La movida, formata dalla gioventù amastratina, ha animato la vita notturna dalla mezzanotte fino alle prime luci dell’alba.
Inoltre hanno reso piacevole il mio lungo soggiorno a Mistretta la gradevole frescura del luogo, che mi ha evitato di patire l’afosa e insopportabile calura licatese, la tranquillità della vita del paese, la piacevole compagnia degli amici.
Due carissime persone hanno concluso la loro vita terrena durante l’estate appena trascorsa. Ciao Nellina! Ciao Maruzza! Vi ricorderò sempre.

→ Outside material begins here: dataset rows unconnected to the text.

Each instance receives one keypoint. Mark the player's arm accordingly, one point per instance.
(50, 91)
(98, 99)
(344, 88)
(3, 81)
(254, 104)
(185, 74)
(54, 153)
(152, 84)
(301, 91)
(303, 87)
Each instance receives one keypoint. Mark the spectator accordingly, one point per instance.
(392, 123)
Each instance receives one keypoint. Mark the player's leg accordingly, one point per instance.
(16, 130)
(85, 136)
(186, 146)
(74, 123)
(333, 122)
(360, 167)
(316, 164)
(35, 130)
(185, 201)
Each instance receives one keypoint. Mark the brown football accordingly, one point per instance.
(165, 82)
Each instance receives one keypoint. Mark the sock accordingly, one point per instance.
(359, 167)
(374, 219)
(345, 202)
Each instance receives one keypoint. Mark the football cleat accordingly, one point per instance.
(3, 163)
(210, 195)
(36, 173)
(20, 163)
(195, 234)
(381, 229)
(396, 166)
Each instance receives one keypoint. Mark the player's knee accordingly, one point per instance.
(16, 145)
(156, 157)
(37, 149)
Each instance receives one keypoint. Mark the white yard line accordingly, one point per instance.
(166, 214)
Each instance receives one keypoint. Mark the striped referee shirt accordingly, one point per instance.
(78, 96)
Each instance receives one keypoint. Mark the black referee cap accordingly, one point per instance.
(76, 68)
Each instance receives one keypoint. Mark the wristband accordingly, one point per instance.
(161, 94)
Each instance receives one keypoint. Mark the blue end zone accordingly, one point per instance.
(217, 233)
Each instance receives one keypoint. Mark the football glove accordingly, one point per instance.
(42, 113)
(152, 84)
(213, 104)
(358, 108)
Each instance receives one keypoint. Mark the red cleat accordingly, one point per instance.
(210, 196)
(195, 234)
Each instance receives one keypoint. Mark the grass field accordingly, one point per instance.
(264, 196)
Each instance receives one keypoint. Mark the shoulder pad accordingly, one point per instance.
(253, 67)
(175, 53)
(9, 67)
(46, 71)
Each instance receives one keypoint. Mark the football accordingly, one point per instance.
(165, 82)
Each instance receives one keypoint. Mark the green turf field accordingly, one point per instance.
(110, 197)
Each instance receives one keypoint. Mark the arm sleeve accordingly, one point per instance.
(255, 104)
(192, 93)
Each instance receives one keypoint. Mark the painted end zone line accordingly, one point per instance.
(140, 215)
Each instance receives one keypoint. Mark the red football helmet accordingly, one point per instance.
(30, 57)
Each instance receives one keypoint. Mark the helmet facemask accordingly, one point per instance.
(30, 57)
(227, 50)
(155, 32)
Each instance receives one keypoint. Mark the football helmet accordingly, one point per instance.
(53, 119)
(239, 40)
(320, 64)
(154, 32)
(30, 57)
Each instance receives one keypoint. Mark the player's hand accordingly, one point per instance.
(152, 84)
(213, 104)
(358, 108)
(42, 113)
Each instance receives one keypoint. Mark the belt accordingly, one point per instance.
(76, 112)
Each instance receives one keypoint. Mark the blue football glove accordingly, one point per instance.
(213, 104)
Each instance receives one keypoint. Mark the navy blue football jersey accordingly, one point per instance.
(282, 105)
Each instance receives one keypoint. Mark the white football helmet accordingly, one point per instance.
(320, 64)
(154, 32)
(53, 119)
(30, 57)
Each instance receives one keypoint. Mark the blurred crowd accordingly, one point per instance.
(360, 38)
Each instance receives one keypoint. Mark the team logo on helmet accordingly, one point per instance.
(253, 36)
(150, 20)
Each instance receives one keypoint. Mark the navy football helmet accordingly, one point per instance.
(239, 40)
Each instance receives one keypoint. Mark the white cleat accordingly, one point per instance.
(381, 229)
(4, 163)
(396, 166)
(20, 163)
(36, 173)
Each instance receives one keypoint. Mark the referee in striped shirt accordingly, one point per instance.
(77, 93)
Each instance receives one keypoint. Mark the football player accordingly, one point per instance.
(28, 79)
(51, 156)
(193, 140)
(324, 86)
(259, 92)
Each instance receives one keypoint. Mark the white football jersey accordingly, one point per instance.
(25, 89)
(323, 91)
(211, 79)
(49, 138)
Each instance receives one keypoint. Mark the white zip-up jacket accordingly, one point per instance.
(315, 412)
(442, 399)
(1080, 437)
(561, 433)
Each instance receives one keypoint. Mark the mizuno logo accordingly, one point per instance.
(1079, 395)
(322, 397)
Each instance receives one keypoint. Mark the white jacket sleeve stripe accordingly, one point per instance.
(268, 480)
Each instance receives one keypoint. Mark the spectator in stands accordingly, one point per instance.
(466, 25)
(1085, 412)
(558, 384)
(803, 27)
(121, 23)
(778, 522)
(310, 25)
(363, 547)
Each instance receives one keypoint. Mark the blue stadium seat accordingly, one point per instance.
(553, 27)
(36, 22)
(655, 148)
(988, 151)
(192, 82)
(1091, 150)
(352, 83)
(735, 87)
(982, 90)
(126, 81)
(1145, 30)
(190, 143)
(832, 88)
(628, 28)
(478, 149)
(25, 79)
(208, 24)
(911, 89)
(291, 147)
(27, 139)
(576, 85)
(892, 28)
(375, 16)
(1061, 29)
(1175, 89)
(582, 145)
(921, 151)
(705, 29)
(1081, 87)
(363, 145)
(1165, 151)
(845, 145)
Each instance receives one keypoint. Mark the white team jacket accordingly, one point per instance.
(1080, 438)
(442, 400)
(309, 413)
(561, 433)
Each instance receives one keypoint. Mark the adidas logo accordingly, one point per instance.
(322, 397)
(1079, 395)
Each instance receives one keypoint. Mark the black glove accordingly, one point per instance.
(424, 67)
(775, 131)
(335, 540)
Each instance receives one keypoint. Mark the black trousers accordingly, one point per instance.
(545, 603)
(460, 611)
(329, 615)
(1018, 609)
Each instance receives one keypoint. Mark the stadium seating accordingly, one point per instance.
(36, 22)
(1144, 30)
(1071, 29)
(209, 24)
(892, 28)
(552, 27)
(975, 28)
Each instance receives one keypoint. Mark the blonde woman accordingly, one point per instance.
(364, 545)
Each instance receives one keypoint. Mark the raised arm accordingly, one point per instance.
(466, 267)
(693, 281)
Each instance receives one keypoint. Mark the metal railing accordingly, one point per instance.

La mia villeggiatura a Mistretta è terminata.
Sono ritornata a Licata, a casa mia! Festosamente sono stata accolta dalle mie vicine: Letizia, Cettina e Raffaella.
Lungo il viaggio di ritorno che da Mistretta conduce a Licata, percorrendo la statale 125, esattamente nelle vicinanze di Enna, ho notato alcune piante che ergevano verso l’alto la loro spiga fiorale.
Mi sono subito innamorata della loro bellezza ed eleganza!
Qual è il nome scientifico?
Ha soddisfatto la mia curiosità il mio amico, il prof. Giuseppe Bazan, docente di botanica all’Università di Palermo.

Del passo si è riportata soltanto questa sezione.